Die Süddeutsche Zeitung bemerkt ihrerseits:
Im Kern geht es darum, ob die EZB spanische Staatsanleihen aufkauft, um so die Zinsen für das Land zu senken. Draghi und Kollegen haben bereits 210 Milliarden Euro in gefährliche Staats-Bonds investiert; gebracht hat es wenig. Der politische Ruf nach der EZB ist verständlich. Die Währungshüter verfügen theoretisch über unbegrenzte Finanzmittel. Das macht sie in dieser kritischen Lage so stark und gleichzeitig so schwach. Stark deshalb, weil die Notenbank das lodernde Feuer an den Finanzmärkten schnell löschen könnte. Schwach deshalb, weil das keines der Probleme lösen würde.
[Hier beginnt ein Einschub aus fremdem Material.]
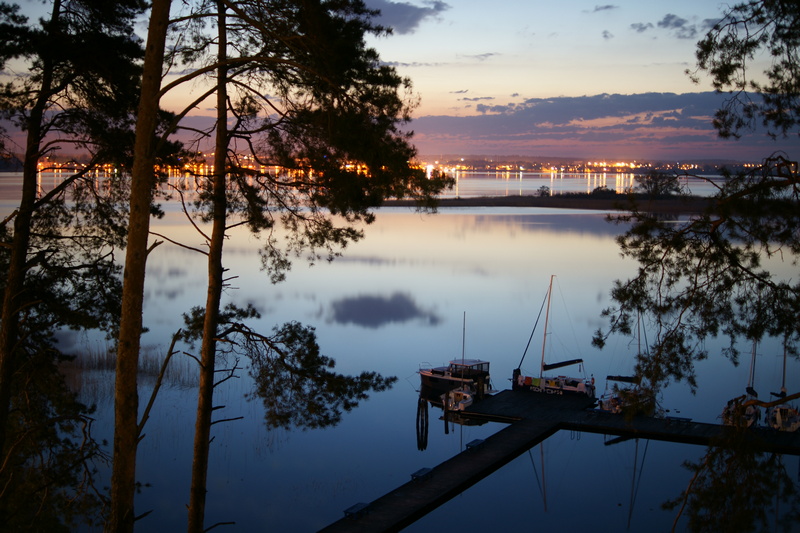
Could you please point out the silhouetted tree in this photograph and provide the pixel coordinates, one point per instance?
(736, 488)
(78, 93)
(715, 273)
(333, 130)
(767, 30)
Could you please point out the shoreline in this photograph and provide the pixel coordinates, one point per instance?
(685, 204)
Ganz im Gegenteil: In den Krisenstaaten wäre nach den Löscharbeiten wohl bald Schluss mit dem Reformwillen.
The Guardian betont, dass Mario Draghis Versprechen, alles zu tun, um den Euro zu retten, zwar großzügig, aber leider nicht sehr detailliert sei:
Wie beim Pokerspiel genügt es leider nicht zu behaupten, man hätte gute Karten, um den anderen Angst einzuflößen. Sie wollen sie dann auch sehen [...] War er dabei das Recht in Anspruch zu nehmen, Staatsanleihen aufzukaufen, wenn die Märkte sich nicht schicklich benehmen, das heißt Spanien und Italien kein Geld zu niedrigeren Zinssätzen leihen? [...] Es gibt aber einen guten Grund, warum die EZB seit Monaten das Kaufprogramm eingefroren hat. Alle Programme, die nach heimlicher Finanzierung der Staaten riechen, werden nämlich unter anderem von Deutschland abgeschmettert. [...] Angesichts der mangelnden Klarheit kann seine Erklärung auf unterschiedliche Weise ausgelegt werden. So zum Beispiel: Sind die Chefs des Euroraums einfach dabei, die Märkte im Sommer zu beruhigen, um genügend Zeit für die Ausarbeitung eines Rettungsschirms für Spanien herauszuschlagen?